Partiendo de población sana, y más aún si hablamos de población que padece alguna patología, hoy por hoy y cada vez más, son numerosas las evidencias que ponen de manifiesto la importancia de la dieta como una parte más a considerar para el mantenimiento del buen estado de salud y por ende en el tratamiento terapéutico y general de cualquier patología. Por ejemplo, la enfermedad cardiovascular es un buen ejemplo de ello. En esta patología la base de la dieta, es la dieta mediterránea (reconocida por organismos internacionales como dieta patrón de lo que representa una alimentación sana y equilibrada, y encontrándose entre las principales directrices nutricionales de sociedades internacionales como la del corazón, diabetes, etc.), con las modificaciones que requiere cada paciente de manera totalmente individual, y por supuesto, teniendo en cuenta sus características antropométricas y la/las patología/as añadidas. Pero estos aspectos son extrapolables a cualquier otra situación del sujeto.

Junto a la alimentación y la búsqueda de una mejora y cambio en los hábitos alimenticios es crucial que además integremos y no olvidemos, la realización de ejercicio físico diario.
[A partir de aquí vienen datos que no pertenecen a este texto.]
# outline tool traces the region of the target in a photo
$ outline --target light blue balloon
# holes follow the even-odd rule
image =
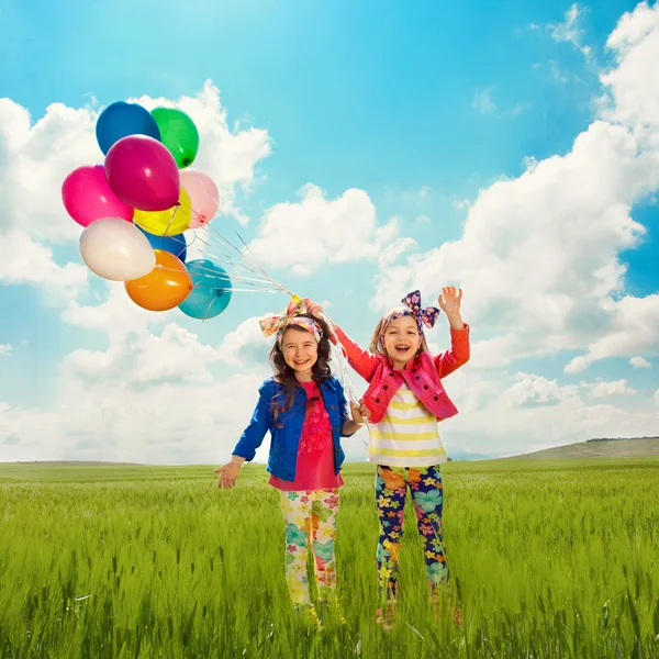
[[[194,288],[179,304],[179,309],[197,320],[219,316],[226,310],[232,297],[231,279],[226,270],[204,258],[191,260],[186,267]]]

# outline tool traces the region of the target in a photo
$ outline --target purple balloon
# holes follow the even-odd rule
[[[123,202],[141,211],[165,211],[178,203],[179,171],[169,149],[148,135],[127,135],[105,156],[105,176]]]

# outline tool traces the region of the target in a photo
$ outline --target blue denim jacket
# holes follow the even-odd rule
[[[345,454],[340,447],[340,437],[344,434],[343,426],[350,418],[348,415],[348,403],[340,382],[336,378],[330,378],[319,384],[325,409],[332,422],[332,435],[334,437],[334,473],[338,473],[344,462]],[[277,426],[272,417],[272,400],[277,394],[286,396],[286,388],[269,378],[258,389],[259,399],[252,415],[249,425],[241,436],[233,451],[234,456],[254,460],[256,449],[263,444],[266,432],[270,432],[270,455],[268,456],[268,471],[287,481],[295,480],[295,467],[298,462],[298,448],[306,411],[306,392],[302,387],[295,391],[295,398],[291,409],[279,413]]]

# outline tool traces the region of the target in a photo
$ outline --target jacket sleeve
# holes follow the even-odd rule
[[[254,460],[256,449],[263,444],[266,433],[272,427],[271,401],[275,388],[272,382],[265,382],[258,390],[259,396],[252,421],[241,435],[233,455]]]
[[[342,387],[340,382],[338,382],[338,380],[337,380],[336,384],[337,384],[336,394],[338,396],[338,411],[340,413],[340,436],[342,437],[351,437],[355,433],[350,433],[348,435],[347,433],[343,432],[343,428],[346,425],[346,421],[350,421],[353,418],[353,415],[349,412],[348,401],[346,399],[344,388]],[[355,432],[357,432],[357,431],[355,431]]]
[[[338,325],[334,325],[336,337],[340,345],[345,348],[348,356],[349,365],[359,373],[367,382],[372,380],[372,377],[380,364],[376,355],[371,355],[357,345]]]
[[[449,373],[469,361],[469,325],[465,323],[463,330],[450,328],[450,349],[433,357],[433,364],[439,378]]]

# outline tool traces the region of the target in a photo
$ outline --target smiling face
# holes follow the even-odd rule
[[[421,345],[418,325],[412,316],[401,316],[384,327],[384,350],[396,368],[414,359]]]
[[[311,332],[293,325],[281,337],[283,360],[300,382],[311,382],[311,369],[319,360],[319,343]]]

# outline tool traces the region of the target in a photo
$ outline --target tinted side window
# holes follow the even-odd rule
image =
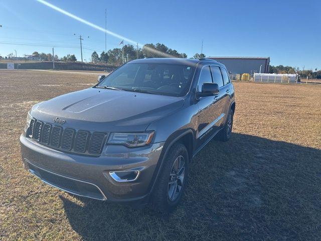
[[[229,75],[227,73],[227,71],[224,68],[221,69],[222,70],[222,73],[223,74],[223,78],[224,80],[224,84],[227,84],[230,82],[230,78],[229,78]]]
[[[202,91],[202,85],[204,83],[212,83],[212,76],[211,75],[211,70],[210,66],[205,66],[202,69],[200,78],[199,79],[199,84],[197,85],[197,92],[201,92]]]
[[[216,83],[219,85],[219,87],[221,87],[224,85],[223,82],[223,78],[222,77],[222,73],[220,70],[220,67],[218,66],[215,66],[212,65],[212,72],[213,73],[213,76],[214,78],[214,83]]]

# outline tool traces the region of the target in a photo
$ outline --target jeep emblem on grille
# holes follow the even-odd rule
[[[66,120],[62,119],[60,119],[58,117],[56,117],[55,119],[54,119],[54,122],[58,123],[58,124],[64,124],[66,123]]]

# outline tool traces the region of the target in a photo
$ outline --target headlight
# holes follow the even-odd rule
[[[28,129],[29,128],[32,119],[32,116],[31,116],[31,114],[30,114],[30,110],[29,110],[28,111],[28,113],[27,114],[27,120],[26,122],[26,126],[25,126],[25,132],[27,132]]]
[[[142,147],[151,142],[154,132],[142,133],[111,133],[107,143],[128,147]]]

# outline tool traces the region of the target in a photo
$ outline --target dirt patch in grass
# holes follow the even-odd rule
[[[182,205],[161,216],[69,195],[23,168],[28,110],[92,75],[0,70],[0,239],[321,239],[321,86],[235,83],[231,140],[195,157]]]

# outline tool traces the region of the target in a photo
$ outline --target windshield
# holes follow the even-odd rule
[[[195,68],[187,65],[128,63],[96,86],[123,90],[183,96],[190,89]]]

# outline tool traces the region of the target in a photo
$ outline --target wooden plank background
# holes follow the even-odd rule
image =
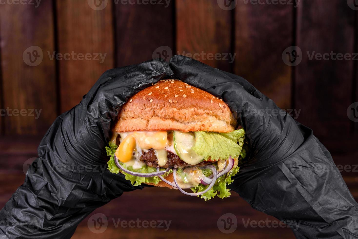
[[[102,73],[114,67],[112,1],[97,10],[89,7],[87,1],[56,1],[58,52],[89,53],[93,59],[58,61],[61,112],[79,103]],[[102,54],[103,62],[96,53]]]
[[[281,56],[293,42],[292,5],[245,4],[236,10],[234,73],[282,109],[291,108],[291,68]]]
[[[167,47],[174,52],[174,1],[115,5],[116,66],[150,60],[158,48],[161,52]]]
[[[108,0],[101,2],[106,4],[103,9],[91,2],[54,0],[41,1],[38,7],[8,4],[0,7],[0,109],[42,109],[38,119],[0,116],[0,185],[4,186],[0,187],[0,207],[23,181],[24,162],[36,156],[40,139],[57,115],[78,104],[106,70],[139,63],[158,53],[165,57],[165,50],[173,55],[236,54],[232,63],[201,57],[199,59],[244,77],[282,108],[300,111],[297,120],[313,130],[337,164],[357,164],[358,123],[349,119],[347,110],[358,101],[358,63],[311,60],[306,53],[358,52],[358,11],[351,9],[346,1],[301,0],[295,8],[237,1],[233,1],[236,7],[228,10],[217,0],[171,0],[168,5],[165,1],[162,5],[153,5]],[[285,63],[282,54],[294,45],[302,50],[302,61],[292,67]],[[27,52],[34,54],[35,49],[25,50],[34,46],[40,48],[43,59],[40,64],[31,66]],[[54,52],[106,55],[102,63],[51,60],[48,53],[50,55]],[[357,198],[356,172],[342,174]],[[13,183],[7,184],[9,180]],[[168,233],[137,228],[121,230],[124,236],[135,238],[145,232],[150,238],[187,236],[186,230],[183,233],[185,228],[189,235],[199,237],[197,219],[188,218],[185,210],[197,206],[194,210],[198,214],[204,211],[201,201],[170,192],[155,189],[126,194],[96,212],[126,220],[133,216],[150,219],[145,210],[137,210],[135,215],[129,213],[118,215],[117,209],[140,201],[155,203],[158,197],[154,196],[159,194],[166,200],[157,216],[166,215],[163,208],[177,205],[179,211],[172,216],[180,225]],[[209,203],[214,211],[203,213],[202,220],[210,218],[211,226],[215,227],[215,219],[237,205],[234,213],[241,217],[238,218],[240,222],[242,217],[258,220],[268,217],[237,195],[224,204],[223,201]],[[98,237],[86,223],[85,220],[80,225],[74,238]],[[203,227],[199,232],[209,234],[208,238],[270,238],[269,234],[293,238],[287,229],[259,231],[240,226],[239,233],[229,235],[215,227]],[[118,230],[109,228],[105,237],[115,238]]]
[[[220,8],[217,0],[190,0],[176,2],[176,53],[189,56],[206,64],[231,71],[231,13]],[[216,60],[209,54],[218,54]],[[196,54],[196,55],[194,55]],[[198,55],[200,54],[200,55]]]

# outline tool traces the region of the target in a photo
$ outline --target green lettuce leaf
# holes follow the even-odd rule
[[[229,156],[237,158],[241,155],[245,138],[243,129],[230,133],[198,131],[194,133],[195,142],[193,149],[204,156],[204,160],[209,157],[213,160],[226,159]],[[242,153],[245,155],[246,152]]]
[[[226,186],[233,182],[233,180],[231,179],[231,177],[237,174],[240,169],[240,167],[236,167],[229,174],[221,176],[217,180],[216,182],[210,190],[198,196],[200,196],[200,198],[203,199],[205,201],[214,198],[215,195],[217,195],[221,199],[227,197],[231,195],[231,193],[230,192],[230,189],[226,188]],[[198,192],[203,191],[208,186],[208,185],[200,184],[190,189],[193,192]]]
[[[112,144],[111,145],[110,142],[110,147],[106,146],[106,147],[107,155],[108,156],[111,156],[111,158],[110,158],[109,161],[107,162],[107,164],[108,165],[107,169],[110,172],[113,174],[118,174],[119,172],[120,171],[120,169],[117,166],[115,163],[114,162],[114,154],[116,152],[116,149],[117,147],[117,146],[115,145],[113,145]],[[133,169],[133,167],[131,166],[127,167],[126,166],[125,164],[124,164],[121,162],[120,162],[119,163],[125,169],[136,172],[149,173],[156,172],[156,168],[148,167],[146,165],[144,165],[139,169]],[[173,170],[171,169],[169,172],[166,173],[165,175],[167,175],[168,174],[171,172],[173,172]],[[159,182],[159,181],[161,181],[158,176],[152,177],[143,177],[134,176],[132,175],[129,174],[124,172],[121,172],[125,175],[126,179],[130,180],[131,182],[132,183],[132,185],[135,186],[140,185],[142,183],[147,182],[153,182],[156,184]]]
Para el asesoramiento y seguimiento dietético adecuado de cada paciente que lo solicite y/o lo requiera, el conocimiento de los hábitos nutricionales individuales es un factor crucial, de cara a planificar las modificaciones que en su dieta sean necesarias. Aunque existen características globales de la dieta, que son aplicables a la totalidad  de los pacientes (aspectos que podrían tratarse desde una educación grupal), los objetivos individuales de cada paciente debe ser tenidos muy presentes y ser considerados. De forma individual tendremos que marcar una serie de metas individuales dirigidas a sus objetivos y patologías (si las padece). Junto a todo ello, en la valoración nutricional de los pacientes, deberemos considerar la realización de una historia clínica dirigida a la patología metabólica presente (si existe), una historia nutricional de hábitos alimentarios y una exploración clínica que resalte los principales aspectos nutricionales. Del mismo modo y como parte de tal valoración han de tenerse en cuenta también, otros aspectos que influyen en el riesgo nutricional y nos aportan información al respecto:

–       Medidas antropométricas (peso, la talla y el perímetro de la cintura). Insistir en el cálculo del índice de masa corporal (IMC) y proponer mantenerlo por debajo de 24 kg/m2.

–       Parámetros de composición corporal (masa grasa, masa magra y agua corporal)

–       Parámetros analíticos

                       Busca aquel profesional/es sanitario/s cuya atención y práctica clínica para con sus pacientes se base en estas premisas y cuide tu salud tal y como mereces.

            Como profesional sanitaria he de aconsejar que no sigas pautas contraproducentes para tu propia salud y persigue la profesionalidad y calidad en la asistencia que recibes. Los “milagros dietéticos” no existen.

          Plantéate si no es la “no personalización” real de las dietas y del seguimiento, el fracaso de cualquiera de los planes dietéticos existentes en el mercado. La salud debe ser nuestra prioridad en todo momento y no puede ir sujeta a temporalidades.